Notice Filings

Other Securities Registrations

Covered Securities

The National Securities Markets Improvement Act of 1996 designates other securities or securities transactions as "federally" covered securities which are not subject to state securities regulation. Included are offers made exclusively to accredited investors as described in Wyoming Securities Rule, Chapter 9, Section 3.

Also included as covered securities are national offerings listed on certain securities exchanges and certain securities which are exempt from registration under the Securities Act of 1933. No filings with the Secretary of State are required other than listed above.

Registration is the process of making "full disclosure" to the public concerning securities to be offered and sold. Registration for national offerings is made by coordination without review. Offerings not registered under the Federal Securities Act of 1933 register by qualification (W.S. 17-4-304) in Wyoming. Small corporate offerings may register under special registration by qualification regulations called "SCOR" (Small Corporate Offering Registration).

Registration of securities allows an issuer to offer and sell its securities to any number of persons in Wyoming. Registration also allows an issuer to use responsible advertising to reach potential investors provided that the advertising has been cleared for use by the Secretary of State.


SCOR stands for Small Corporate Offering Registration.
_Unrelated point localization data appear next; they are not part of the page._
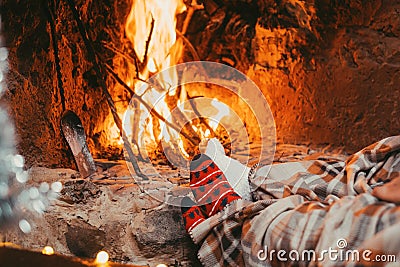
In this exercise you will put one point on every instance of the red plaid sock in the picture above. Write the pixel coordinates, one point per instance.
(209, 185)
(191, 213)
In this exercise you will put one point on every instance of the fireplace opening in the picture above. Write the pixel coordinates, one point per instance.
(328, 71)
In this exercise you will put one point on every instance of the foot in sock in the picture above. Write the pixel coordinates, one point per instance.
(209, 185)
(235, 172)
(191, 213)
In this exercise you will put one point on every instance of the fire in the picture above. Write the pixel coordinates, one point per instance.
(151, 28)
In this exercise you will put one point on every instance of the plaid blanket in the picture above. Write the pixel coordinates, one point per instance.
(312, 213)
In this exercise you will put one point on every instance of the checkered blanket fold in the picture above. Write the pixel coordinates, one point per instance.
(304, 209)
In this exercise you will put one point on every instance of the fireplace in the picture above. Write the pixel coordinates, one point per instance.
(328, 71)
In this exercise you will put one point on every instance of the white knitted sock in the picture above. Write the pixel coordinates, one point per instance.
(235, 172)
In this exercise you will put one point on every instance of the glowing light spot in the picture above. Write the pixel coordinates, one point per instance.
(102, 257)
(44, 187)
(47, 250)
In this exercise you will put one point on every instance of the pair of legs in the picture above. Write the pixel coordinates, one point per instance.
(211, 190)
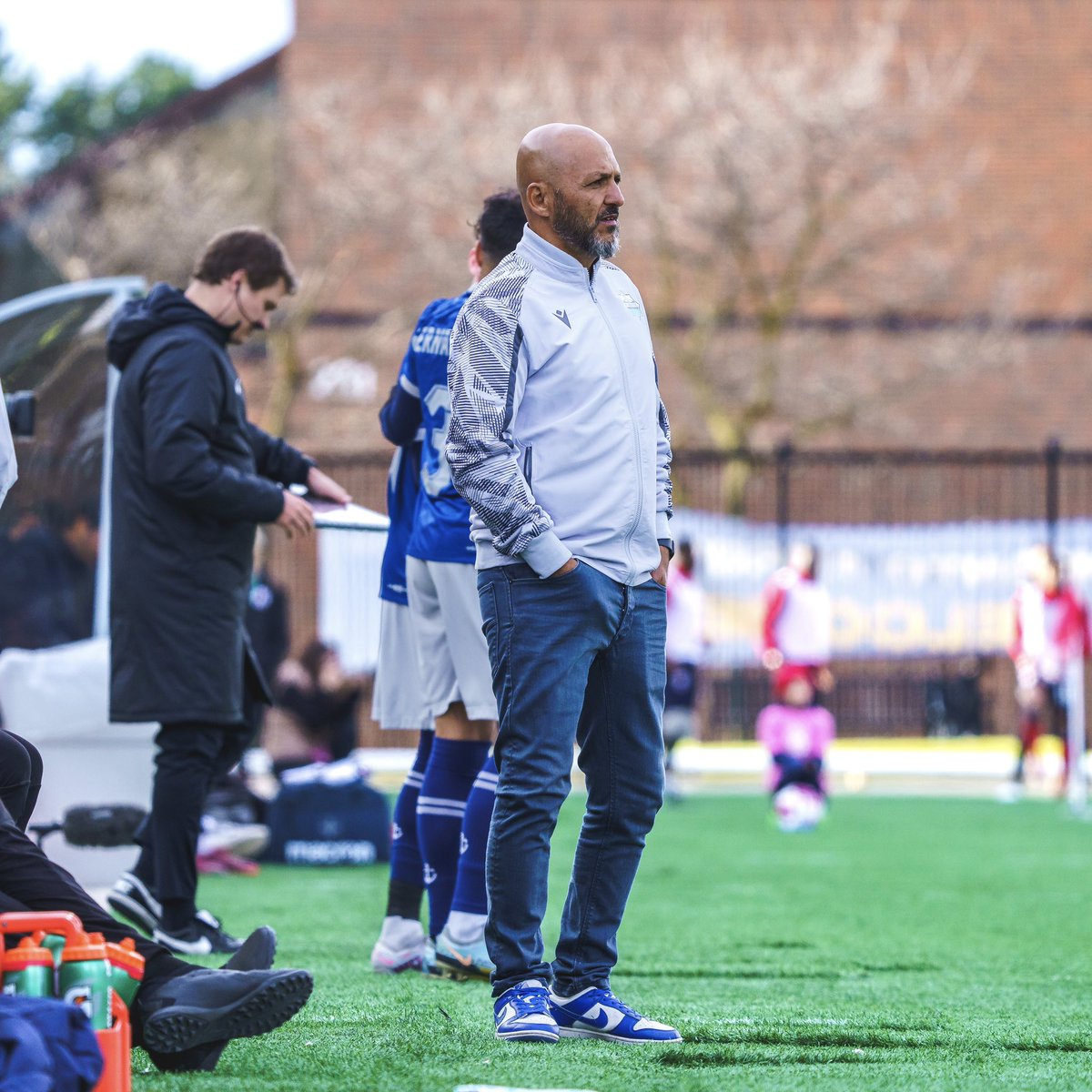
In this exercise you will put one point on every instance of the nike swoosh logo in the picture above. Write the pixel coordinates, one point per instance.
(602, 1019)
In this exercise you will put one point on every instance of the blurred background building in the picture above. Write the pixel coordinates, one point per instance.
(860, 228)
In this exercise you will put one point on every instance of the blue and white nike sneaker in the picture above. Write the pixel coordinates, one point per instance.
(523, 1014)
(598, 1014)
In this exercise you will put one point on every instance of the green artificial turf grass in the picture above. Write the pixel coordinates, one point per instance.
(907, 944)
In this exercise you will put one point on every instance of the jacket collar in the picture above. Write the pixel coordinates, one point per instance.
(551, 261)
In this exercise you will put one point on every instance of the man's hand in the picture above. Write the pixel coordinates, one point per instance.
(298, 517)
(660, 573)
(322, 485)
(568, 567)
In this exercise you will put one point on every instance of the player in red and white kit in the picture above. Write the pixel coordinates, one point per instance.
(796, 623)
(686, 649)
(1051, 631)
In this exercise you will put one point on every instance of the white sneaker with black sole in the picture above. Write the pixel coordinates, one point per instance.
(131, 900)
(203, 936)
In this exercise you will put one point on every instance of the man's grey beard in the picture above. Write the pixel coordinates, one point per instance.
(580, 235)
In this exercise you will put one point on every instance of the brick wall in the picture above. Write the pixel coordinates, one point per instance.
(1027, 116)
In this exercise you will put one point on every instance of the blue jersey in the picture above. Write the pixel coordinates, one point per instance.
(442, 523)
(401, 425)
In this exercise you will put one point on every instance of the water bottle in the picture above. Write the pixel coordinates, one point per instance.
(126, 969)
(28, 970)
(85, 977)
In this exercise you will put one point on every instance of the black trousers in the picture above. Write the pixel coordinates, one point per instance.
(190, 756)
(30, 880)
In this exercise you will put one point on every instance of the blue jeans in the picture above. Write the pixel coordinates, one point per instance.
(576, 659)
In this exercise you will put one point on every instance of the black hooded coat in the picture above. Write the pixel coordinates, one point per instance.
(191, 480)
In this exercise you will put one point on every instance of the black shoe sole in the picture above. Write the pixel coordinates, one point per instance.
(459, 973)
(257, 954)
(268, 1006)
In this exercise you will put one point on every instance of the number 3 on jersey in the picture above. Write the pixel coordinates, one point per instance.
(435, 472)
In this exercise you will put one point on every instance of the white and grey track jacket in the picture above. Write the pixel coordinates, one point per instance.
(558, 440)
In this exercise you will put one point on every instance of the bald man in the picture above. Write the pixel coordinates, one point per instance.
(560, 442)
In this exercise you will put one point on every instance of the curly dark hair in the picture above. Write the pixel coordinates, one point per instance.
(500, 225)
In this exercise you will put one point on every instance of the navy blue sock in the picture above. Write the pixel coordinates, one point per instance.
(470, 885)
(451, 770)
(408, 869)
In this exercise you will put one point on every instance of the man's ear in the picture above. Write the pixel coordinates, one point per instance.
(540, 199)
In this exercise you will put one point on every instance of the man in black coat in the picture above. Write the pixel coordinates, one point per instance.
(191, 480)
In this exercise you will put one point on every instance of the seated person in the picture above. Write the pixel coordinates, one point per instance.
(796, 733)
(322, 699)
(184, 1016)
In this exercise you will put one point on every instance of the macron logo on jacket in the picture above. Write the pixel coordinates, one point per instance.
(558, 440)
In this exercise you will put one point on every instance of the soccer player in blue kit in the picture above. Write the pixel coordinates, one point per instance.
(457, 781)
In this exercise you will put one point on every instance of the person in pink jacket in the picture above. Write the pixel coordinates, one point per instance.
(796, 734)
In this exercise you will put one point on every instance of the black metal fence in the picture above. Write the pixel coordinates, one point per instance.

This is a special case of registration by qualification which is available to corporations seeking to sell securities and raise up to $1,000,000 under federal Regulation D, Rule 504 or raise up to $5,000,000 pursuant to Regulation A of the Federal Securities Act of 1933.

Disclosure is made using Form U-7. The Form U-7 and a manual for issuers filing SCOR offerings are available at the North American Securities Administrators Association (NASAA) website.